- #1

DeadOriginal

- 274

- 1

## Homework Statement

Let ##v_{1},...,v_{m}## be an orthonormal set of vectors in ##V##. Let ##v\not\in S(v_{1},...,v_{m})##. Show that the vector ##v'=v-\sum\limits_{i=1}^{n}(v,v_{i})v_{i}## given by the Gram-Schmidt process has the shortest length among all vectors of the form ##v-x## for ##x\in Sv_{1},...,v_{n})##.

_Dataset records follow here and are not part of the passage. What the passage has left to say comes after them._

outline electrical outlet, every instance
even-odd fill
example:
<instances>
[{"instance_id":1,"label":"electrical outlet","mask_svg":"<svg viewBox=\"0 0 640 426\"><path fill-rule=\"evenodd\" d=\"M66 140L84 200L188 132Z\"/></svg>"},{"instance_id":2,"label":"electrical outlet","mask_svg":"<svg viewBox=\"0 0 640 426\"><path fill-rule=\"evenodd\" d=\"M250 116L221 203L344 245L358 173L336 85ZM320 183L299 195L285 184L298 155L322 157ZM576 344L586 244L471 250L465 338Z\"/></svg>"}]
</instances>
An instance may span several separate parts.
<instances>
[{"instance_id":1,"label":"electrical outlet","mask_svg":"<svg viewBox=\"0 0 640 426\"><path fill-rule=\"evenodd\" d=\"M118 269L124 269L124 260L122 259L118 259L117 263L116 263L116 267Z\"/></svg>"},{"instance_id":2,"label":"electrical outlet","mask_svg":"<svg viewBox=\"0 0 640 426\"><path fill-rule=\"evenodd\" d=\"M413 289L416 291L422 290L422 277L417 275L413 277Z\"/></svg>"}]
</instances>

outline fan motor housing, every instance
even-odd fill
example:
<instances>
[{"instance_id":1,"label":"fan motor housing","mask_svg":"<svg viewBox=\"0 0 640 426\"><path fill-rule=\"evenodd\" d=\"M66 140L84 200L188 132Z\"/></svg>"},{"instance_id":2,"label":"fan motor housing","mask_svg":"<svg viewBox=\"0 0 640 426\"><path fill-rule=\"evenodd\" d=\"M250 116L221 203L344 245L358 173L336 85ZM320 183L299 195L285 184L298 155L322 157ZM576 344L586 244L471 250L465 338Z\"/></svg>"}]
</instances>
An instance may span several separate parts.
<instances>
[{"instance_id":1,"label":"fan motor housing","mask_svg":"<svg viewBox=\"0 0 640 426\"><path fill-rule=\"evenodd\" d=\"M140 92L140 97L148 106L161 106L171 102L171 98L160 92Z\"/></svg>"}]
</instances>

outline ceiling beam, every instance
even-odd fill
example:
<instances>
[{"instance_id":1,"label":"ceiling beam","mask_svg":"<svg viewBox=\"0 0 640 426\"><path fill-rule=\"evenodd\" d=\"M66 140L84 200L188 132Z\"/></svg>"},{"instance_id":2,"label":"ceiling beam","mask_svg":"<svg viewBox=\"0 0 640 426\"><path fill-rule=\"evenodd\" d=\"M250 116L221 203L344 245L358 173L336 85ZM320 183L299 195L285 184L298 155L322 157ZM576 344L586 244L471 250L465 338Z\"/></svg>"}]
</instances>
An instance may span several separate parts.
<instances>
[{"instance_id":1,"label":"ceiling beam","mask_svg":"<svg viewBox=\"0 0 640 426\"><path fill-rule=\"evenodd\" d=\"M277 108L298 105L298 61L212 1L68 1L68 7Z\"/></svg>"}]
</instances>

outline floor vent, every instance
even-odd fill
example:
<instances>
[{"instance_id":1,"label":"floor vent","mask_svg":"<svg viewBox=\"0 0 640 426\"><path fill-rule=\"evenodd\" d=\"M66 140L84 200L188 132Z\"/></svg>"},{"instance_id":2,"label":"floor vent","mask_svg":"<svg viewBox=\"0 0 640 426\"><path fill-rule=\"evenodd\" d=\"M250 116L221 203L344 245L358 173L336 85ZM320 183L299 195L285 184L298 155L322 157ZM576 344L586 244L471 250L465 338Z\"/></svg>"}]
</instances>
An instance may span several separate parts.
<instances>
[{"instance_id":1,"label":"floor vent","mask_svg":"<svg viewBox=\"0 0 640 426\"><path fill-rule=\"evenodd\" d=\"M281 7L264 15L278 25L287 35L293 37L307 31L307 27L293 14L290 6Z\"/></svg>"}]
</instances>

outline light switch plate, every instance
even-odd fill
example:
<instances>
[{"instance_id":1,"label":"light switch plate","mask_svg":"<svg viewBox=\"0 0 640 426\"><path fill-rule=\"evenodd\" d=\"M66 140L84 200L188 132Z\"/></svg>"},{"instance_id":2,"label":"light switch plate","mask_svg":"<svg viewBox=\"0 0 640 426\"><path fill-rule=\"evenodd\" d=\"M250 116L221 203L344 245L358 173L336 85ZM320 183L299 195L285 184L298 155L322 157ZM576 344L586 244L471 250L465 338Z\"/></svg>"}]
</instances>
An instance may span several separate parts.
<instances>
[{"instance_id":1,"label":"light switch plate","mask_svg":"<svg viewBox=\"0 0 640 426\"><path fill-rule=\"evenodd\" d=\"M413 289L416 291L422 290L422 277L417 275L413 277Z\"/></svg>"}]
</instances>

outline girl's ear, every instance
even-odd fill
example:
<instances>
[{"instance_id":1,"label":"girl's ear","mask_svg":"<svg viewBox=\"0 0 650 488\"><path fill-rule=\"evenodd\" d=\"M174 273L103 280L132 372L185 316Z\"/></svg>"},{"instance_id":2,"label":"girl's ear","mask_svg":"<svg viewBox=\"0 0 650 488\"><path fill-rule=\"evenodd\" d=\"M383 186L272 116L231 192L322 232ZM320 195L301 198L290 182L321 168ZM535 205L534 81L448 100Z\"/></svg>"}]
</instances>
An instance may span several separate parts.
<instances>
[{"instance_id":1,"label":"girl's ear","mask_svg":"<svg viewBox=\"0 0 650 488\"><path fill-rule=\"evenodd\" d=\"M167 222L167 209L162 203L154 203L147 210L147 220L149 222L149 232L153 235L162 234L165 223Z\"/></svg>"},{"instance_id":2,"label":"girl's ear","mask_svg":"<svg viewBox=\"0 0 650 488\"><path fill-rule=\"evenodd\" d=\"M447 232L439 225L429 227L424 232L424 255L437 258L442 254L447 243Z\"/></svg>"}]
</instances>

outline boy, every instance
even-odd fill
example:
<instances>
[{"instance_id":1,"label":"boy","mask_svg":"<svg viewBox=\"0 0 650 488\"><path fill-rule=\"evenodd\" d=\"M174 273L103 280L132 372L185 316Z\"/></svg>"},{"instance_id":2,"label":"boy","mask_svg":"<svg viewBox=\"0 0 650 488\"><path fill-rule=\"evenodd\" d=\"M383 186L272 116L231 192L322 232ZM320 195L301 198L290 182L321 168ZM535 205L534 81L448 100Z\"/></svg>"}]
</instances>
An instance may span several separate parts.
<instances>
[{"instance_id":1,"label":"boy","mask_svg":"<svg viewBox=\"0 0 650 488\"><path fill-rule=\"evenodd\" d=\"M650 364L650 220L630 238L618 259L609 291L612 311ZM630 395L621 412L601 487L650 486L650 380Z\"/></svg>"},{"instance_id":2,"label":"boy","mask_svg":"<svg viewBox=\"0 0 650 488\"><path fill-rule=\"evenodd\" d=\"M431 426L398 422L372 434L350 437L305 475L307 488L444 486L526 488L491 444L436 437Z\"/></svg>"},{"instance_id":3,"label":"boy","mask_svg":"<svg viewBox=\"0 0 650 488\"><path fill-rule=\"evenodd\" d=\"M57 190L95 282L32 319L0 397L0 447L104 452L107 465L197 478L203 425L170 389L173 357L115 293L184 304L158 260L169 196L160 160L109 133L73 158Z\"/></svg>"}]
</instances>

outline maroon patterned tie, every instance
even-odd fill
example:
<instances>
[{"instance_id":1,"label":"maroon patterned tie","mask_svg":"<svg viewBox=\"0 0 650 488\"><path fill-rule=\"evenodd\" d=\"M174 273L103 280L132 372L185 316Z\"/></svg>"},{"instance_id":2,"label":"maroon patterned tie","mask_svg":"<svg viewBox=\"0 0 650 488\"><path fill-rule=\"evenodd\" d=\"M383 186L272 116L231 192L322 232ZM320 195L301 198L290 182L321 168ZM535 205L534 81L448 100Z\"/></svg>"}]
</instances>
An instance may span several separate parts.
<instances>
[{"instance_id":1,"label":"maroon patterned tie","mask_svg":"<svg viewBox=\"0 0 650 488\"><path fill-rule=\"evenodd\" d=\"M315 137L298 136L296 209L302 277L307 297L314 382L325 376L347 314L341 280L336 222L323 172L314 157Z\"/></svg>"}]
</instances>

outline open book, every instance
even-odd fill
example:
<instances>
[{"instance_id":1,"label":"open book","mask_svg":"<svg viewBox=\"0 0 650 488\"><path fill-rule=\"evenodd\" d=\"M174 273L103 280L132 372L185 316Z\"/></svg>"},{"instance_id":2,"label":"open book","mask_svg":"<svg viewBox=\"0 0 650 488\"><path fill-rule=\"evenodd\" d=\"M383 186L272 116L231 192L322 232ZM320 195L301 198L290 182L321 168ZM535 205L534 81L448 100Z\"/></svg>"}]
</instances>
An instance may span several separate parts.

## The Attempt at a Solution

Since the problem wants me to deal with the length of vectors I thought that I would probably have to use something along the lines of

$$

||v'||\leq ||v-x||\Leftrightarrow \left|\left|v-\sum\limits_{i=1}^{n}(v,v_{i})v_{i}\right|\right|\leq \left|\left|v-\sum\limits_{i=1}^{n}\lambda_{i}v_{i}\right|\right|

$$

Since ##x\in S(v_{1},...,v_{n})## ##x## must be a linear combination of ##v_{1},...,v_{n}## so ##x=\sum\limits_{i=1}^{n}\lambda_{i}v_{i}##.

I then tried to show that

$$

0\leq \left|\left|v-\sum\limits_{i=1}^{n}\lambda_{i}v_{i}\right|\right|-\left|\left|v-\sum\limits_{i=1}^{n}(v,v_{i})v_{i}\right|\right|.

$$

To get rid of the square roots I squared both sides to get

$$

0\leq \left|\left|v-\sum\limits_{i=1}^{n}\lambda_{i}v_{i}\right|\right|^{2}-2\left(\left|\left|v-\sum\limits_{i=1}^{n}\lambda_{i}v_{i}\right|\right|\right) \left(\left|\left|v-\sum\limits_{i=1}^{n}(v,v_{i})v_{i}\right|\right|\right)+\left|\left|v-\sum\limits_{i=1}^{n}(v,v_{i})v_{i}\right|\right|^{2}

$$

and this is equivalent to

$$

0\leq (v-\sum\limits_{i=1}^{n}\lambda_{i}v_{i},v-\sum\limits_{i=1}^{n}\lambda_{i}v_{i})-2 \left(\left|\left|v-\sum\limits_{i=1}^{n}\lambda_{i}v_{i}\right|\right|\right)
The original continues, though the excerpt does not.